Liberals would forever after ruefully refer to what happened next as the “San Diego Surprise.” Sixty of the mysterious group’s 90 candidates won. The surprise part came when parents realized the new school board members advocated school prayer and creationism—and that their financial backers were the largely unknown, but ex- tremely wealthy, evangelicals Howard Ahmanson Jr. and Robert Hurtt, who’d founded a like-named lobby shop (Capitol Resource Institute) a few years earlier. Ahmanson is an heir to a savings and loan fortune and a trustee of a think tank run by the Reverend R.J. Rushdoony, who preached that the death penalty should be instituted for crimes against the family, such as homosexuality and marital infidelity (see “A Nation Under God,” page 32). Hurtt is a wealthy businessman and devout follower of James Dobson, the founder of Focus on the Family and a Salem host.

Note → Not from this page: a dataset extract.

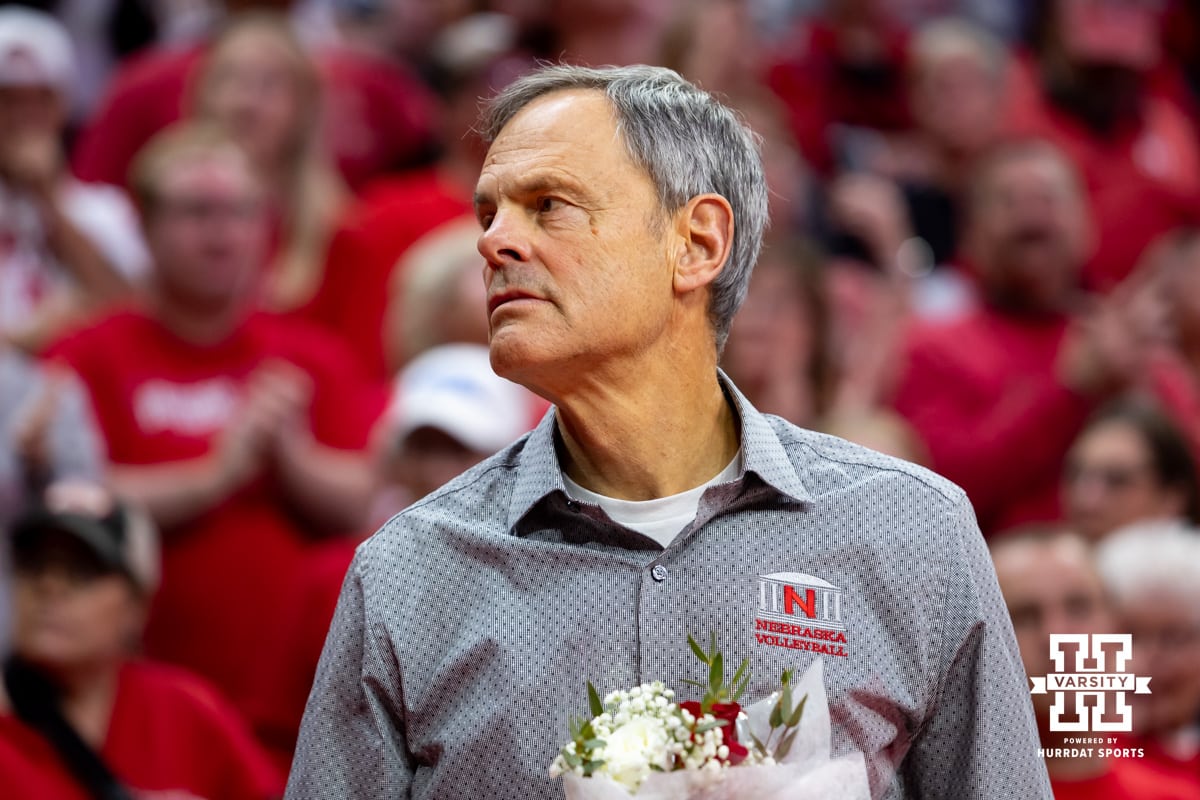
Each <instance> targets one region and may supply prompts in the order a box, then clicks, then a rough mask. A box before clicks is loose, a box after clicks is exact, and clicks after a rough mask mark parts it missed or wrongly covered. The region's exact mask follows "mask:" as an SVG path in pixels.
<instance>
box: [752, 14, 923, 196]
mask: <svg viewBox="0 0 1200 800" xmlns="http://www.w3.org/2000/svg"><path fill="white" fill-rule="evenodd" d="M824 6H826V7H824V8H823V11H822V13H821V14H820V16H817V17H815V18H812V19H809V20H805V22H804V23H802V24H800V25H798V26H797V29H796V30H794V31H792V32H791V34H790V35H788V36H787V38H786V40H785V41H784V43H782V47H781V52H780V54H779V55H778V56H776V58H775V59H774V61H775V62H774V64H773V65H772V66H770V67H768V71H767V83H768V85H769V86H770V88H772V89H773V90H774V91H775V94H778V95H779V96H780V97H781V98H782V100H784V102H785V103H786V104H787V108H788V110H790V119H791V124H792V131H793V133H794V134H796V139H797V142H799V144H800V151H802V152H803V154H804V157H805V158H806V160H808V161H809V162H810V163H811V164H812V166H814V168H816V169H817V172H820V173H822V174H830V173H832V172H833V170H834V169H835V168H839V167H842V168H846V167H850V168H862V167H865V166H866V164H864V163H862V162H860V161H859V156H860V155H862V154H859V152H858V151H857V149H856V143H857V139H856V138H854V137H852V136H846V131H845V130H844V128H845V126H848V127H853V128H866V130H871V131H896V130H901V128H904V127H906V126H907V125H908V121H910V120H908V108H907V104H906V102H905V101H906V97H905V91H904V79H905V70H906V62H907V58H908V53H907V47H908V32H907V31H906V30H904V28H902V26H900V25H898V24H896V23H895V20H894V19H893V18H892V17H890V14H889V8H888V6H887V4H884V2H881V1H880V0H834V1H833V2H828V4H824ZM839 125H840V126H844V128H842V130H839V128H836V127H835V126H839Z"/></svg>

Salem Communications is thus one of the epicenters of the religious right, and Hugh Hewitt is either being willfully ignorant or intentionally lying when he denies the existence of such networks and their agenda.

Gary De Mar, one of the luminaries of the American Taliban, is not amused.



But here's a good quote from Reconstructionist Gary North to ponder, from the first link in the Mother Jones series:

We must use the doctrine of religious liberty…until we train up a generation of people who know that there is no religious neutrality, no neutral law, no neutral education, and no neutral civil government. Then they will get busy constructing a Bible-based social, political, and religious order which finally denies the religious liberty of the enemies of God.


This is why the religious right must be opposed.